Getting Started with UtilsGGSV

Introduction

UtilsGGSV provides utility functions for plotting in R using ggplot2. This vignette demonstrates the main functions of the package.

library(UtilsGGSV)
library(ggplot2)
library(magrittr)
theme_set(cowplot::theme_cowplot())

Correlation Plots with `ggcorr`

The ggcorr function creates scatterplots with correlation coefficients overlaid. This is the primary function of the package and is useful for visualizing relationships between groups of measurements.

Basic Usage

set.seed(3)
response_vec_a <- rnorm(5)
response_tbl <- data.frame(
  group = rep(letters[1:3], each = 5),
  response = c(
    response_vec_a,
    response_vec_a * 1.2 + rnorm(5, sd = 0.2),
    response_vec_a * 2 + rnorm(5, sd = 2)
  ),
  pid = rep(paste0("id_", 1:5), 3)
)

ggcorr(
  data = response_tbl %>% dplyr::filter(group %in% c("a", "b")),
  grp = "group",
  y = "response",
  id = "pid"
)

Multiple Correlation Methods

You can display multiple correlation coefficients simultaneously:

ggcorr(
  data = response_tbl %>% dplyr::filter(group %in% c("a", "b")),
  grp = "group",
  y = "response",
  id = "pid",
  corr_method = c("spearman", "pearson")
)

Comparing Multiple Groups

When comparing more than two groups, the function creates pairwise comparisons:

ggcorr(
  data = response_tbl,
  grp = "group",
  y = "response",
  id = "pid",
  corr_method = "kendall"
)

Concordance Correlation Coefficient

The concordance correlation coefficient is useful when assessing agreement between two methods:

ggcorr(
  data = response_tbl %>% dplyr::filter(group %in% c("a", "b")),
  grp = "group",
  y = "response",
  id = "pid",
  corr_method = "concordance",
  abline = TRUE,
  limits_equal = TRUE
)

Customizing Appearance

Text placement, font size, and other visual elements can be customized:

ggcorr(
  data = response_tbl %>% dplyr::filter(group %in% c("a", "b")),
  grp = "group",
  y = "response",
  id = "pid",
  corr_method = c("spearman", "pearson", "concordance"),
  abline = TRUE,
  limits_equal = TRUE,
  coord = c(0.4, 0.17),
  font_size = 3,
  skip = 0.04,
  pval_signif = 2,
  est_signif = 2,
  ci_signif = 2
)

Axis Transformations

The text placement remains consistent even when axes are transformed:

ggcorr(
  data = response_tbl %>% dplyr::mutate(response = abs(response + 1)^4),
  grp = "group",
  y = "response",
  id = "pid",
  corr_method = "spearman",
  abline = TRUE,
  limits_equal = TRUE,
  trans = "log10",
  skip = 0.06
)

Managing Axis Limits with `axis_limits`

The axis_limits function helps manage axis limits, particularly useful for forcing equal limits on both axes or expanding axis coordinates.

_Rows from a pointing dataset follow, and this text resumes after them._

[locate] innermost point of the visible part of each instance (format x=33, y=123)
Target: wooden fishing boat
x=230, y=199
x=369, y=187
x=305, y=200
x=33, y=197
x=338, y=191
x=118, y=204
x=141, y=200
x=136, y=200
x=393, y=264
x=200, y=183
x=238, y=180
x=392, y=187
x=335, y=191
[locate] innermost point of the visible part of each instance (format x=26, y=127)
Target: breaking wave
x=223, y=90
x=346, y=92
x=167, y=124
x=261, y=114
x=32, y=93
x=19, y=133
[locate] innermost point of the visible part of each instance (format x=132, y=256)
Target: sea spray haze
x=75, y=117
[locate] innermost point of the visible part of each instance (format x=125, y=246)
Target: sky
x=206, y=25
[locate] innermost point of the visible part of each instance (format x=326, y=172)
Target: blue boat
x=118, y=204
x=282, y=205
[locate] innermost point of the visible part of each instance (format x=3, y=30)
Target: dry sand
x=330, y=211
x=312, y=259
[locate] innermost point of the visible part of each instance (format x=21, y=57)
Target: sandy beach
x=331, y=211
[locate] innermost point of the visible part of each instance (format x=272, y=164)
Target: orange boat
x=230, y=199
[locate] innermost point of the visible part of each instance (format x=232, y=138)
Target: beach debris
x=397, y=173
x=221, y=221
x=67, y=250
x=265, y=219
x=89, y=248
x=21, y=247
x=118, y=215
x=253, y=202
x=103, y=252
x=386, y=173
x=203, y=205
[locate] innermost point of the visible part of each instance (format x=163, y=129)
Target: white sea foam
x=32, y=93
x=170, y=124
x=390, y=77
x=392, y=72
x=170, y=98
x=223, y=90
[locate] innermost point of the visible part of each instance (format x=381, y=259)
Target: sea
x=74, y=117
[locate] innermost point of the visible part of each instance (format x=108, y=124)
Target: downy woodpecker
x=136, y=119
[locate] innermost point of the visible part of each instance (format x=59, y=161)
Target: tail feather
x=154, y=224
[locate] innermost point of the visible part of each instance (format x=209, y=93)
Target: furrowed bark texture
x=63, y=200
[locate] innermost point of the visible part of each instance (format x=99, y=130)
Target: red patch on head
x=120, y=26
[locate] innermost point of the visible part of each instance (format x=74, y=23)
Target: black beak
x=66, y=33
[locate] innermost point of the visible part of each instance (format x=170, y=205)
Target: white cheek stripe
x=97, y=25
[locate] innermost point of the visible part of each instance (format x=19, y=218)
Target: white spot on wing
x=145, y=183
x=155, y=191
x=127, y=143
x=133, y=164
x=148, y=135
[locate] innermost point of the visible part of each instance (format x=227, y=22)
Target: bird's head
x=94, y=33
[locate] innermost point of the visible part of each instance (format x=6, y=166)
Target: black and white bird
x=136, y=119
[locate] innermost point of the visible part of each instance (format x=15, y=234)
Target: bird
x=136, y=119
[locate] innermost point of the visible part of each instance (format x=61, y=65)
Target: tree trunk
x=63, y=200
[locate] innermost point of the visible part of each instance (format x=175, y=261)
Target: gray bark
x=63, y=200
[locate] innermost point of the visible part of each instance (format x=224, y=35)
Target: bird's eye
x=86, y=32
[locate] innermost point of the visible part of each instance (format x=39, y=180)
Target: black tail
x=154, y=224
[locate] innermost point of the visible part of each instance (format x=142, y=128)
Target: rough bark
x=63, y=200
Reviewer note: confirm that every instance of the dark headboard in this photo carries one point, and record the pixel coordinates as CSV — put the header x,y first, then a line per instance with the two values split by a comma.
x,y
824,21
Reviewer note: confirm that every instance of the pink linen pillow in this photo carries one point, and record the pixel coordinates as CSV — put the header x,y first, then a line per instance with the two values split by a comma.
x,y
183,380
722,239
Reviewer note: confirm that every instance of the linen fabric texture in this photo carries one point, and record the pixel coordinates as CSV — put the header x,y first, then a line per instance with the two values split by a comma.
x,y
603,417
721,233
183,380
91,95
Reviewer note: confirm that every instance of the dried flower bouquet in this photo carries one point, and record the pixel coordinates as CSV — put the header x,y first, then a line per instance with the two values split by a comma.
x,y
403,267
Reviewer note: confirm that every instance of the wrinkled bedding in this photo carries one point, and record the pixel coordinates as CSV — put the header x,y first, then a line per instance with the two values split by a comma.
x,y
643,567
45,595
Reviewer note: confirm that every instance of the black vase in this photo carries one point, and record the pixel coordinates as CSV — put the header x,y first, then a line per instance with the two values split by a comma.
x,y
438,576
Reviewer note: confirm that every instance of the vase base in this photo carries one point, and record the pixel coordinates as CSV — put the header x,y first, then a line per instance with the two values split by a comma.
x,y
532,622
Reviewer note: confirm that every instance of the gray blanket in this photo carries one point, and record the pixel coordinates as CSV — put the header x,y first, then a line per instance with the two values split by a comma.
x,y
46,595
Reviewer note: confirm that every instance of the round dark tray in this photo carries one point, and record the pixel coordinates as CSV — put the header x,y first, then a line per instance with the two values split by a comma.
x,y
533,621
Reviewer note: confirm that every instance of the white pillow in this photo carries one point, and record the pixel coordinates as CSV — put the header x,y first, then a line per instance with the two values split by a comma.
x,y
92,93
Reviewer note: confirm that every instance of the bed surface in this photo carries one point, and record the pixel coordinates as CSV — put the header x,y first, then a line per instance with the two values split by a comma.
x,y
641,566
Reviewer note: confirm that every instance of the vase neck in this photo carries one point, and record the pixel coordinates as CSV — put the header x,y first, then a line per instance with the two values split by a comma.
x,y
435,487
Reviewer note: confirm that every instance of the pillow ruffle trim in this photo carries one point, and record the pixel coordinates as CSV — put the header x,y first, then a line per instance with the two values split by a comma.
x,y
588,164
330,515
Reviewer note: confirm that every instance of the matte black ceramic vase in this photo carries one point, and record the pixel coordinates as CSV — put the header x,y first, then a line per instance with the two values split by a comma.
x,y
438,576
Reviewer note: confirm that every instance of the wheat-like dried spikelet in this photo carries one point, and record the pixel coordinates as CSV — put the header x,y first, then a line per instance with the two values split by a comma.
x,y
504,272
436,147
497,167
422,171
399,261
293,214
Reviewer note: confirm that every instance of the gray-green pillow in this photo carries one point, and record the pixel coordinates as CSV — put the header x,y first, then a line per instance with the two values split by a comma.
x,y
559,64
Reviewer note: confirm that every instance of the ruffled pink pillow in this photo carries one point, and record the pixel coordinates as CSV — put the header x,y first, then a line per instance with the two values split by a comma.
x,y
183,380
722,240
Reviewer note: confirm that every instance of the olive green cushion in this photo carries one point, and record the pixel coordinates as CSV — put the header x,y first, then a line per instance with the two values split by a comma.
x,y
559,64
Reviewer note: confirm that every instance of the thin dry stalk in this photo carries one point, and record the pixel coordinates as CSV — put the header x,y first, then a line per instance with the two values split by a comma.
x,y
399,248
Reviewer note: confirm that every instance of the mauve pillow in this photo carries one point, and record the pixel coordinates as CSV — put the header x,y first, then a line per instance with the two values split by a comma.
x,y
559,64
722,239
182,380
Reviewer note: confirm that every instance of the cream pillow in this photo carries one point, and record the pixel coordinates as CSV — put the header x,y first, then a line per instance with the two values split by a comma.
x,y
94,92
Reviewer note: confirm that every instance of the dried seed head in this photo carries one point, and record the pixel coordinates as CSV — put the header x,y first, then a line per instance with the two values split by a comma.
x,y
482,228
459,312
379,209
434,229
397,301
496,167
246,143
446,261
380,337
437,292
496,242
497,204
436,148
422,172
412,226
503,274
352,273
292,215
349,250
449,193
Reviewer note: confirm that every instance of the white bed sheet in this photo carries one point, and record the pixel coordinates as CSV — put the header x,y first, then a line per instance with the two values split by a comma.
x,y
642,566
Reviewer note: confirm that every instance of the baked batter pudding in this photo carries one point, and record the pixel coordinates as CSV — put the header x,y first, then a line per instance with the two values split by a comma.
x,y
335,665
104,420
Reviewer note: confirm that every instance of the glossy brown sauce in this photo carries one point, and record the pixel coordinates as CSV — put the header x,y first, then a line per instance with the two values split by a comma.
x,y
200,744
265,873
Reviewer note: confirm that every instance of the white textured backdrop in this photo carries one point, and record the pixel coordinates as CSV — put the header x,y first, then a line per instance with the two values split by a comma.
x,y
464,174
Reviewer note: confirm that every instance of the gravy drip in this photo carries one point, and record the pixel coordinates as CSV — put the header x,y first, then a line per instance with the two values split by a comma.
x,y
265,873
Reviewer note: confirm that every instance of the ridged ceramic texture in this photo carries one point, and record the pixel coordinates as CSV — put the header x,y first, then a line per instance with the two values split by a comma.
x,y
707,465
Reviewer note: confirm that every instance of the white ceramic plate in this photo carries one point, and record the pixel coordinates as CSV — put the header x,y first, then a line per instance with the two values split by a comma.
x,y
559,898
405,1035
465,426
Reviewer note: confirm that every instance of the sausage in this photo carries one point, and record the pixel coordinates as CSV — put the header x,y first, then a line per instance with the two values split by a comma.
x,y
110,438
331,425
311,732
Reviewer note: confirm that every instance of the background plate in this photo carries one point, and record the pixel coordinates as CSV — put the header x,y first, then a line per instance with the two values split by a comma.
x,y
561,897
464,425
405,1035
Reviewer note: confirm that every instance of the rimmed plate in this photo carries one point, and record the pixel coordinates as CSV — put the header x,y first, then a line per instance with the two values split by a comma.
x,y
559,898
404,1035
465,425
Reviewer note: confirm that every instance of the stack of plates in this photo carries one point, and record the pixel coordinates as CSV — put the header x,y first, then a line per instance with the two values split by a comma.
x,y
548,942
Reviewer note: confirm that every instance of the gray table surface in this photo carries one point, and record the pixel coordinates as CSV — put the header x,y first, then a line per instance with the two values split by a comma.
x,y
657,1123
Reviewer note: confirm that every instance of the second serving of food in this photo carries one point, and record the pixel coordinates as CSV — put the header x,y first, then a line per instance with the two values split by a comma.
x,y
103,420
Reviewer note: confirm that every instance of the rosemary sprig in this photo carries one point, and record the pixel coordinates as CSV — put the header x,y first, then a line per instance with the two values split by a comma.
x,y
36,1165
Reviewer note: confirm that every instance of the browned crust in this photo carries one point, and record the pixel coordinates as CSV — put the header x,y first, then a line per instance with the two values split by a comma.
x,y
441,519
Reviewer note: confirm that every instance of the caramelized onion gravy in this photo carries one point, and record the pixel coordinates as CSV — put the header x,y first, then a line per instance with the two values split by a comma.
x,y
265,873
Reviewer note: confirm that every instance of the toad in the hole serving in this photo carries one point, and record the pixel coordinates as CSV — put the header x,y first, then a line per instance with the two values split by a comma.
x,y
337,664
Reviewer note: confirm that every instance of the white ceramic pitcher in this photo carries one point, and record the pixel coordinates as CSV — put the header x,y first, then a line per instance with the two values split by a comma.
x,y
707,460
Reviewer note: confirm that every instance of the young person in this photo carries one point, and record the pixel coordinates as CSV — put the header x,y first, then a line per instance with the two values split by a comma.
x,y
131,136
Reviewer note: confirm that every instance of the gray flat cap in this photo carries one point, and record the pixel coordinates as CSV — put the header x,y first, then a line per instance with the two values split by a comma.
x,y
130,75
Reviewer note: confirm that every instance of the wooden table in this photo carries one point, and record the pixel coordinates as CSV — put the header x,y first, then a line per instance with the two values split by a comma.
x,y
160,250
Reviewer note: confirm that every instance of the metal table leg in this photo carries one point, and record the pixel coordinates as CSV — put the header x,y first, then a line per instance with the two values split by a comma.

data("cars", package = "datasets")

p0 <- ggplot(cars, aes(speed, dist)) +
  cowplot::background_grid(major = "xy") +
  geom_point() +
  theme(plot.title = element_text(hjust = 0.5)) +
  labs(title = "Axes unadjusted") +
  labs(x = "Speed", y = "Distance")

p1 <- axis_limits(
  p = p0,
  limits_equal = TRUE
) +
  labs(title = "Axes limits equal")

p2 <- axis_limits(
  p = p0,
  limits_expand = list(
    x = c(0, 50),
    y = c(-10, 200)
  )
) +
  labs(title = "Axes limits expanded")

cowplot::plot_grid(p0, p1, p2)

Adding Text Annotations with `add_text_column`

The add_text_column function adds text annotations to plots at consistent positions, regardless of underlying axis transformations.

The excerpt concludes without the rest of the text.